Beer Terrain does not overlook the largest component of almost any beverage, H2O.  The book has that covered.  Suzanne is an engineer and teaches at WPI.  Her research has focused on storm water management.  Okay, we don’t want storm water in our brewskis, but she does know water.  Chapter 8 is her paean to aqua.
Suzanne notes we do not have a common water source.  So, other than the Quabbin, the water used is going to be local.  Does that affect taste?  It can.  Depending on composition.  The atoms that make up water can bond with other atoms.  The hardness and softness has an impact as well.
Whatever else we can grow here, water will always be local.  The more other ingredients of a nearby origin become part of our beers, the more we will have our own “terroir.”  Jonathan used that term, more often associated with wine, to describe the sense of place.  The malt and hops grown here are and will be different from those of other regions.  We have had wonderful local brewers for a couple of decades now.  It is time to build the terroir.

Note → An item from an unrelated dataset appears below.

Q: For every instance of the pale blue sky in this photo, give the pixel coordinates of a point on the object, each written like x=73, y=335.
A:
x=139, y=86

The book is no sense a dry technical manual.  Jonathan and Susanne have enjoyed their odyssey and convey it from the Wonderful Peoples’ Pint in Greenfield to the Peak Organic Brewing Company in Portland Maine.  Jonathan, the Sturbridge native enjoys the product served at Hyland Orchard as well as the aforementioned Tree House when not on the road.  One can learn a lot from Beer Terrain while working up a thirst.